Mappings by example
Please refer to the official Hibernate documentation for a more in-depth explanation.
ID auto increment using a sequence
<class name="com.magicmonster.intranet.users.businessobjects.UserBO" table="users">
<id name="id" type="long" column="id">
<generator class="sequence">
<param name="sequence">users_s</param>
</generator>
</id>
<property name="password"/>
<property name="username"/>
</class>
When a new user object is added to the user table, the users_s
sequence is used for the id
column.
Even though it is an integer in the database, we use type="long"
The UserBO JavaBean must have a Long object property.
Mapping a bean property to a different column name
If the bean’s property names are different to the table columns, you must use something like this:
<property name="startDate" column="start_date"/>
<property name="endDate" column="end_date"/>
startDate
is the bean property, and start_date
is the database table column
Mapping dates and time
Using hbm2ddl
, to create the ddl from the hibernate xml configuration files, I ran into the problem of having a sql
datatype of timestamp in postgresql, when the Java type is a Date.
The Java Date object contains information such as date, time, timezone, milliseconds.

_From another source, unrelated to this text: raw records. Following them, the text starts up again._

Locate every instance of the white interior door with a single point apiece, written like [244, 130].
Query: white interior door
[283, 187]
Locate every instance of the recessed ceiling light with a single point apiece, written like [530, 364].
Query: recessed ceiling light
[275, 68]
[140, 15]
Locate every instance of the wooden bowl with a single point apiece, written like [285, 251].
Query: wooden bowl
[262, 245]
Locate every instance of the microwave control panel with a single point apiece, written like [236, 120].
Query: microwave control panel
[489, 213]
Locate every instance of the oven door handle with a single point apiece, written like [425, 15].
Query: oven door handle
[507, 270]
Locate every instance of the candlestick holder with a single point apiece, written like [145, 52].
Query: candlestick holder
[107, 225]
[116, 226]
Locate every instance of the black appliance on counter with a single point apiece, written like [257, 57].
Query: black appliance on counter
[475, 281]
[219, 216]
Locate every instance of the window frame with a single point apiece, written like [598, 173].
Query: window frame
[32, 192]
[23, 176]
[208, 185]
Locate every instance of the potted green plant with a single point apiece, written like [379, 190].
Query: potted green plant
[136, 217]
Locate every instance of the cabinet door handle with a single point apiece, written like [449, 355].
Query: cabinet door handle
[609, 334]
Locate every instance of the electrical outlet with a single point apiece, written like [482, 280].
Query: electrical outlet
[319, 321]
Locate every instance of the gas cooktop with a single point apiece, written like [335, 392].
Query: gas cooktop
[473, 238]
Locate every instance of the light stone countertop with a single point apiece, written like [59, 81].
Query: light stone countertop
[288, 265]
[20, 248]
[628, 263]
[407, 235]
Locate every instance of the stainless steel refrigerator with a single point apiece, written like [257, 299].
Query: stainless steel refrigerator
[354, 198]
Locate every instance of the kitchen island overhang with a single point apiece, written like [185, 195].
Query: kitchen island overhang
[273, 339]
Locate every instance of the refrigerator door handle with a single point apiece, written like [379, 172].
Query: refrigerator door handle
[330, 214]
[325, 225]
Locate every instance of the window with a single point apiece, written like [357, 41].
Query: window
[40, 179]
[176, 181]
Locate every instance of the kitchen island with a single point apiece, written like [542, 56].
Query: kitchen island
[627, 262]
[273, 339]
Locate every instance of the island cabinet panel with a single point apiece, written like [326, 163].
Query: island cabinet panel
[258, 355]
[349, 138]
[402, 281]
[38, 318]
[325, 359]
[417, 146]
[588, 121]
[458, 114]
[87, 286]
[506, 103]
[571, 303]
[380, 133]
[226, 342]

If you only need a plain date comprising of a day, month and year, then use the type attribute to specify the SQL datatype.
<property name="accountingDate" column="accounting_date" type="date"/>
If you don’t do this it defaults to a timestamp. When it did default to this, in postgresql it was a timestamp without a timezone, and hibernate tried to insert timezone information along with the timestamp.